Iwi within the Waikato Regional Council catchment are celebrating the council’s decision to create two Maori seats, according to Waatea News.

Tainui chairman Tukoroirangi Morgan says his iwi is “rapturous” at the council decision, says Radio NZ.

Of course they are celebrating. Of course they are rapturous.

They have just persuaded non-Maori on the council to tip the political playing field in their favour.

They are made of sterner stuff on the Hamilton City Council – hurrah – which has decided not to introduce Maori seats.

The Herald gives us a count of the numbers of tossers on the regional council: it voted eight to four in favour of introducing Maori constituencies for Waikato for the 2013 triennial election.

Chairman Peter Buckley is gurgling about the groundwork for strengthening Maori representation starting in 2006. That’s when the council reduced the number of councillors from 14 to 12 and adjusted constituency boundaries to allow for two members to be elected from Maori constituencies in the future.

He seems besotted by the Treaty of Waitangi.

“This council has long recognised the special status of the Treaty of Waitangi in New Zealand society and the potential for improving Maori representation in regional governance,” Mr Buckley said.

Alf salutes councillor Russ Rimmington, who opposed the idea, saying the council should run a poll on whether there should be Maori seats.

Yep.

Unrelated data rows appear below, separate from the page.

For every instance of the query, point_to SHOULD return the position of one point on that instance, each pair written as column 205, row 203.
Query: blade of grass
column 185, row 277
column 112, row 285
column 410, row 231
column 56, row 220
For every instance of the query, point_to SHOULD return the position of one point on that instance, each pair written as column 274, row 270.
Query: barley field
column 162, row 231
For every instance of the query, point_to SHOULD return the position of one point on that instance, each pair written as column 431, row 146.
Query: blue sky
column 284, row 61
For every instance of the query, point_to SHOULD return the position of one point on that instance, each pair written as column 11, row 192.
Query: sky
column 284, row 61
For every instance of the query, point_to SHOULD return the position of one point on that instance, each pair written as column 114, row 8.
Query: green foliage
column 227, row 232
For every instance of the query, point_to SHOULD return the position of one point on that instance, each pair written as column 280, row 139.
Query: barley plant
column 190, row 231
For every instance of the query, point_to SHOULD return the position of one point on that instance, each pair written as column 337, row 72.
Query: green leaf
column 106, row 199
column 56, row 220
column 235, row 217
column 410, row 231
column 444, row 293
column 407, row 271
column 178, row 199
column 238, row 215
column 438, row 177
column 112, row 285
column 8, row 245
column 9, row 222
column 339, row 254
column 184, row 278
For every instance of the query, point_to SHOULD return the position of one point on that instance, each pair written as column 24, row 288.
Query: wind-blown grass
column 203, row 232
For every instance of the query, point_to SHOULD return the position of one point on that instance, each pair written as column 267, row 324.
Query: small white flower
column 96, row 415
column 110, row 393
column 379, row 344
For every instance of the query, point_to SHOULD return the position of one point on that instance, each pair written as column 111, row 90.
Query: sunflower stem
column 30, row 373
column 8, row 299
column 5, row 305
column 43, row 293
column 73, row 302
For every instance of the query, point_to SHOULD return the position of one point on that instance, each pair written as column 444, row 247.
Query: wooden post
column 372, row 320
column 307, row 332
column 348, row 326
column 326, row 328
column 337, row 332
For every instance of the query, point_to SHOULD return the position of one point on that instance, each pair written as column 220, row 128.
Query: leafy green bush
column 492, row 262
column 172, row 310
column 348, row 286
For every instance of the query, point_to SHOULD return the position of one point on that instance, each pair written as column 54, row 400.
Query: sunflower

Thats sounds democratic.

On the other hand, we must wonder about councillor Lois Livingston who said Maori had had no representation on the council for more than 20 years and the time was now “absolutely right” for the seats.

“Maori make up 20 per cent of the population here and we know what the outcome would be if this went to a poll – people would be completely against the idea.”

Let’s look at what she is saying.

For people to be “completely against the idea”, 100 per cent of voters would have to register their opposition. Alf’s grasp of mathematics can be feeble sometimes, but he thinks this requires the 20 per cent of Maori to add their votes to the 80 per cent of other voters in giving the idea the thumbs down.

Oh, and what about the past 20 years?

Were Maori disenfranchised and denied the right to vote in the Waikato region?

And were they barred from standing as candidates?

Alf does note that Environment Waikato will publicly notify the decision to introduce Maori seats, advising that a poll can be held on the issue if 5 per cent of electors call for it.

Let’s see what comes of that.

But the Hamilton City Council will retain the status quo for its 2013 and 2016 elections.

It says instead it will look at better ways to engage with Maori.

Councillors voted four to nine against the change.

Councillor John Gower said he believed in equal opportunity.

“Everybody in New Zealand should have the same opportunity and that opportunity should not be divided between race, creed or colour.”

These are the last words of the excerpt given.